To say "Nalón" is to talk of the river and also of the coal mining valley, as the remains of this industrial archaeological heritage are to be found here.
To say "Nalón" is to talk of the river and also of the coal mining valley. In this valley, the remains of its industrial archaeological heritage are the first to catch the traveller's eye. But if you scratch beneath the surface, you will find a unique legacy of architecture, first-class cuisine and a nature park which has been declared a Biosphere Reserve by UNESCO.
Sama de Lanfreo - La Felguera - Ciaño - El Entrego - Laviana - La Pola - Villoria - Soto de Agues - Campo de Caso
Day 1: Sama de Langreo - La Nueva - Ciaño
Day 1: The journey begins in the larger towns in the Nalón Valley, Sama de Langreo and La Felguera. One of the best examples of the valley's industrial past is the Steelworks Museum (MUSI), located inside a 45-metre-high cooling tower on the Valnalón Estate. Another example of its industrial past can be found in Samuño Ecomuseum, located in La Nueva on the LA-7 just after Ciaño. The museum houses an exhibition complex at the former San Luis Pit, which includes a two-kilometre ride on a mining train. The Eduardo Úrculo Municipal Art Gallery, opened in a former slaughterhouse in 1919, is another point of interest. Just five minutes from Sama, Ciaño safeguards several jewels, such as the Quintana Tower and Solis House site, dating from the 14th century, and Buelga House, a Baroque building currently occupied by the University of Oviedo.
Day 2: Ciaño - Laviana
Day 2: The route heads southward along the AS-17, known as Nalón Corridor. El Entrego is home to the Mining Museum (MUMI), which features a mock-up of the entrance to a coal pit and a cage in which miners descended into the bowels of the earth. In the town itself, you can take a stroll through the La Vega, San Juan, Santa Barbara and El Coto miner housing estates which constitute examples of working-class architecture in the region. The typical dish in El Entrego is stuffed onions, which are even extolled in a popular festival in autumn. Further south, in Sotrondio, the Santa Barbara Valley Pathway commences in the neighbourhood of El Pontón, following the old railway line from La Cerezal to the Hullera coal washery.

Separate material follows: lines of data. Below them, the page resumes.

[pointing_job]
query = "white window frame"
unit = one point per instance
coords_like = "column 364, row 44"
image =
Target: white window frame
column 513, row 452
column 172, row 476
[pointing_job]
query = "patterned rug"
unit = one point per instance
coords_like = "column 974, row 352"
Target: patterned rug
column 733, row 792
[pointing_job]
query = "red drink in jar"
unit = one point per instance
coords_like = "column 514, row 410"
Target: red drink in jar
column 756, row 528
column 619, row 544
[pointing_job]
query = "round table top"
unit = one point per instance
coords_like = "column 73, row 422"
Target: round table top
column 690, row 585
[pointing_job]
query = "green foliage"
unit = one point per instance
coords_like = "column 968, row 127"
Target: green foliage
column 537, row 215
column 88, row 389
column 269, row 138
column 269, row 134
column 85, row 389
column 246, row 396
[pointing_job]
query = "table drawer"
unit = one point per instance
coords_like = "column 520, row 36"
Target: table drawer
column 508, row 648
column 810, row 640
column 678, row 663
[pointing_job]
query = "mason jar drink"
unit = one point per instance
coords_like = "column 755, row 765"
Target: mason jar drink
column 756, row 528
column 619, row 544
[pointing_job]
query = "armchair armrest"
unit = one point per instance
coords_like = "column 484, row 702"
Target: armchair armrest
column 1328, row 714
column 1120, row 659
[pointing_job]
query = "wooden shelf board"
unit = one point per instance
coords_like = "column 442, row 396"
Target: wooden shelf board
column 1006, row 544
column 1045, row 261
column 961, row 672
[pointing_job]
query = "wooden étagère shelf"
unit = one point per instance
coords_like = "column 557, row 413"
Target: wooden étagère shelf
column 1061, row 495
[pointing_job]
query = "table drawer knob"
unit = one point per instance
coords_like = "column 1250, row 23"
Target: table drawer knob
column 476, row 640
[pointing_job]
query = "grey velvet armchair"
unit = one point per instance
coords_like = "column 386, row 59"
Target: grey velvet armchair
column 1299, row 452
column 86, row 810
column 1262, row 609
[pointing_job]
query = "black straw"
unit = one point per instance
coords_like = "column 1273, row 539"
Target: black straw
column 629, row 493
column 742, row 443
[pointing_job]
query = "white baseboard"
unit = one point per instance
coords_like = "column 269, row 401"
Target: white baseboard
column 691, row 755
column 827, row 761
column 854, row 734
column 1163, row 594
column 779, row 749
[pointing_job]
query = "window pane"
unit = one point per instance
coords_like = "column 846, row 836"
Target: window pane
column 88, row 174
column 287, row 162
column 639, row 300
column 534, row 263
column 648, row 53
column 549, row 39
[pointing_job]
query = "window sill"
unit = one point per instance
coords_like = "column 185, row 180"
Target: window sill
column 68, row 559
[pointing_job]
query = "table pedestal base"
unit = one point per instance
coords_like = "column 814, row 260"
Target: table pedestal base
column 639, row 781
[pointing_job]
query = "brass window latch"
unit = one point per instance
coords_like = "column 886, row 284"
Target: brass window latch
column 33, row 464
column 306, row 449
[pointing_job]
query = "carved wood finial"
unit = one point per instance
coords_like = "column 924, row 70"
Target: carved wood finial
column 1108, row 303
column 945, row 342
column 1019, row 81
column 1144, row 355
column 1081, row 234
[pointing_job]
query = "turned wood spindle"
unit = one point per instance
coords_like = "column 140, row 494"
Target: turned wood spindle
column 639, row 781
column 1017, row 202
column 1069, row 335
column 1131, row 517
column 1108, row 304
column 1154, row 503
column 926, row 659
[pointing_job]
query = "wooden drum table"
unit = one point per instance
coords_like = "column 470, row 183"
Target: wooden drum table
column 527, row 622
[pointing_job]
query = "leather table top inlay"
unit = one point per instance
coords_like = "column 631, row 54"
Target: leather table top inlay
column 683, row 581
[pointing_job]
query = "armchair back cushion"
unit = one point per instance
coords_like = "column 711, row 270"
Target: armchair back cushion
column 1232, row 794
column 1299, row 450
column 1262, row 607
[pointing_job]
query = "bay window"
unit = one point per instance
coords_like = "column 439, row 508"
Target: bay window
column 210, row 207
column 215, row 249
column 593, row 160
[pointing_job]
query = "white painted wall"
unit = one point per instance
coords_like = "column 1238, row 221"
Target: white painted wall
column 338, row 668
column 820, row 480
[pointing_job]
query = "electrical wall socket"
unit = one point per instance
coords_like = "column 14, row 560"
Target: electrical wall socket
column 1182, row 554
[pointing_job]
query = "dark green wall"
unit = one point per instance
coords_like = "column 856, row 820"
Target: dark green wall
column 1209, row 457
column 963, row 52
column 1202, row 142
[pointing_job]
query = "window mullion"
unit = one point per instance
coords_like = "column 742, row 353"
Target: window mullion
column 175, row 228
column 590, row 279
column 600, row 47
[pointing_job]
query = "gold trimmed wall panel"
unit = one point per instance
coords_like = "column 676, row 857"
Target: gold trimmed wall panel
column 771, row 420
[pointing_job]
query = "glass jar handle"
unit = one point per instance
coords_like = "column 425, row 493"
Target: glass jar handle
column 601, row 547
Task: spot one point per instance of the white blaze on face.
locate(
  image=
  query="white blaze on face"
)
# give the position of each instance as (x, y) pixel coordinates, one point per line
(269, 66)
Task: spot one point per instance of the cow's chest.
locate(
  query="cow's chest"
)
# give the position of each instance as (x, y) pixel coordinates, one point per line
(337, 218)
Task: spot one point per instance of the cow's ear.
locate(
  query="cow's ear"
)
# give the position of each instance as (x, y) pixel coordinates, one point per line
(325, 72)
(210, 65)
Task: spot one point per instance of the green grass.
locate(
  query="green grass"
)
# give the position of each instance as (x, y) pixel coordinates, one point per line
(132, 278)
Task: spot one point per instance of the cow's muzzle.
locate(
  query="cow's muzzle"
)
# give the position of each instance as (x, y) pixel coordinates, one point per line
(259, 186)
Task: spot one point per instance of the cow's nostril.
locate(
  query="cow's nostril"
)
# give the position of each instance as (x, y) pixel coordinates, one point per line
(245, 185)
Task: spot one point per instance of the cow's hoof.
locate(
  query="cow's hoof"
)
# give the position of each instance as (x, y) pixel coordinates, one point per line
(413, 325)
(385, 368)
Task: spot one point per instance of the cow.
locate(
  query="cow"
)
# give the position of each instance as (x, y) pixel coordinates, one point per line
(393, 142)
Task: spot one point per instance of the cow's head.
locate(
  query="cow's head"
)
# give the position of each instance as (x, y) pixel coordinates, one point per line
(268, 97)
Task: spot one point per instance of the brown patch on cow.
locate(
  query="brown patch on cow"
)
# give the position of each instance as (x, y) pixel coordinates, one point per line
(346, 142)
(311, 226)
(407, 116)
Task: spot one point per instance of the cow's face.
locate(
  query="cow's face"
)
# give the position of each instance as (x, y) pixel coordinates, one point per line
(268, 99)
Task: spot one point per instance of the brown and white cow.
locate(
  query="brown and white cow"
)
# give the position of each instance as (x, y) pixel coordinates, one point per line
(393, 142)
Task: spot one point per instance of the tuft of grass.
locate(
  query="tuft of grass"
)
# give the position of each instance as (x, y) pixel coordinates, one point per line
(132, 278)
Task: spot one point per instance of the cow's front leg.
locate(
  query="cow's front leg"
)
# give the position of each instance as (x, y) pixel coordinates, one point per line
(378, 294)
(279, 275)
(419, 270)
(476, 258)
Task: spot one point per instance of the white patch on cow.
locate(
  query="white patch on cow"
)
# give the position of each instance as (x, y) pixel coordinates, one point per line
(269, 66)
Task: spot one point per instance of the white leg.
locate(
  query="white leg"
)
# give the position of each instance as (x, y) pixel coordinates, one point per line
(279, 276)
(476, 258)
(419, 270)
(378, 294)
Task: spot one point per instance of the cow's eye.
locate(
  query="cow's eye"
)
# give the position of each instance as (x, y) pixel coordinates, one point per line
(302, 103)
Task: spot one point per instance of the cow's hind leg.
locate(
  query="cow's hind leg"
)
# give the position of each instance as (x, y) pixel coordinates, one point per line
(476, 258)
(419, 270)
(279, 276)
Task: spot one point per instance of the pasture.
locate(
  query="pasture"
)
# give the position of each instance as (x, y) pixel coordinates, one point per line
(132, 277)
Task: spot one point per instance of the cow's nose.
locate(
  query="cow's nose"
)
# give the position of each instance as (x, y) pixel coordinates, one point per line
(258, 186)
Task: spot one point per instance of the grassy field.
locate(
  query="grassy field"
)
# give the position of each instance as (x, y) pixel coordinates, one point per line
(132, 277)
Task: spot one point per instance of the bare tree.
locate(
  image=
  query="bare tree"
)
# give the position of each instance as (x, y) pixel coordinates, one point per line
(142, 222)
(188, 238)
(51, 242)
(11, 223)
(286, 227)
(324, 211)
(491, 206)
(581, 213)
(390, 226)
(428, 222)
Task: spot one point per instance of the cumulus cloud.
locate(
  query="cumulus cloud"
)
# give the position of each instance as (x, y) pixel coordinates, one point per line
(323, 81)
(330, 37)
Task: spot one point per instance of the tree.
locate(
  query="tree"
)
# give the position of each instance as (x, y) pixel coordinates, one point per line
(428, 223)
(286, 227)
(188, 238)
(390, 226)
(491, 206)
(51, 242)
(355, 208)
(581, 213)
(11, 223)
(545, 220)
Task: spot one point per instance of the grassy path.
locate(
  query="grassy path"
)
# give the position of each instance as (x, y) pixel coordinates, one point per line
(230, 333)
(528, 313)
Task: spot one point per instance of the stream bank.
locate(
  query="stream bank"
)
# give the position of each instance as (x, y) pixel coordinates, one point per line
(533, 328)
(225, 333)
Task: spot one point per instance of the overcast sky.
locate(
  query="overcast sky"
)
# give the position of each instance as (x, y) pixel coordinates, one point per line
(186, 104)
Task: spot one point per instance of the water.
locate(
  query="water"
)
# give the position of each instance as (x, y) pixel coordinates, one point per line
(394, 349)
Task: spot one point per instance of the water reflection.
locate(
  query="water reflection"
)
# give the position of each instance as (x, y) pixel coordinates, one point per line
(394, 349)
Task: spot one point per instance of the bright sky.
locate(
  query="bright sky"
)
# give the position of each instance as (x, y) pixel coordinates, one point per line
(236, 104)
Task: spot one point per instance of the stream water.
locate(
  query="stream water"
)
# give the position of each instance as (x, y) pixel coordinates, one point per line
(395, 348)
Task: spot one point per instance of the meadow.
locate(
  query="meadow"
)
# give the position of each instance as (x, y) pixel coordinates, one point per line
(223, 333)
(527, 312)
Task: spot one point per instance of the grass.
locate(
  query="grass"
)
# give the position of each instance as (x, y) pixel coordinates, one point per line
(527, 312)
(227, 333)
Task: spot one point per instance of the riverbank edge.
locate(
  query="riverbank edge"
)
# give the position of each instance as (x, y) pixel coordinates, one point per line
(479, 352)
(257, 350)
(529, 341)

Day 3: Pola de Laviana - Rioseco
Day 3: Laviana takes up the third day of the tour. Next to the cemetery in La Pola, the borough capital, is the Virgen del Otero Shrine, a 15th-century building with a unique Baroque altarpiece. One of the typical dishes of this town are bartolos, ground almond and puff pastry confectionaries. A kilometre and a half further south you come to Entralgo and the birthplace of Armando Palacio Valdés, a 17th-century country house. This interpretation centre covers the work of this novelist and critic. Outside the house commences a trail to Canzana which follows the settings of what is perhaps his most famous novel, The Lost Village. Next comes the Puente del Arco, a Romanesque bridge with two arches. A catch-and-release trout fishing reserve has been established between this bridge and that of La Chalana.
Day 4: Rioseco - Soto de Agues -Rioseco
Day 4: Today, the tour takes you to the borough of Sobrescobio and therefore to the gateway to Redes Park, a UNESCO-listed Biosphere Reserve. The borough capital, Rioseco, is nestled between two reservoirs, Tanes and Rioseco, which lie parallel to the AS-17. The town is the headquarters of the Water Reception and Interpretation Centre (check the centre's opening times beforehand), a museum that explains to a great extent the beauty of the surroundings. Just three kilometres away on the SC-2 is Soto de Agues, which is the starting point of the Alba Route, a popular 14-km (roundtrip) hiking trail through the mountains. The first few kilometres of this route are wheelchair accessible. Back in Rioseco, you can make a stop along the way at Villamoréi Recreational Area. One of the most typical dishes in this area is lamb roasted on a stake over an open fire.
Day 5: Rioseco - Tarna - Rioseco
Day 5: The source of the River Nalón, a river which accompanies you throughout the trip, is located in the vicinity of Campo de Caso. The source is called Fuente la Nalona, located in Tarna Pass. In this area you can complete the 9-km trail between Tabayón and Mongayo, which commences in the hamlet of Tarna. Back in Campo de Caso, you can visit Redes Reception and Interpretation Centre. This facility has a permanent exhibition about the reserve, but also provides practical information on hiking routes. To end the day, an option to do with the kids is a walk in the surroundings of Deboyu Cave, a karst cavern carved out of the limestone rock by the River Nalón, situated near to Campo de Caso. As regards gastronomy, Casín cheese has become a reference product and several cheesemakers now offer guided tours of their dairies.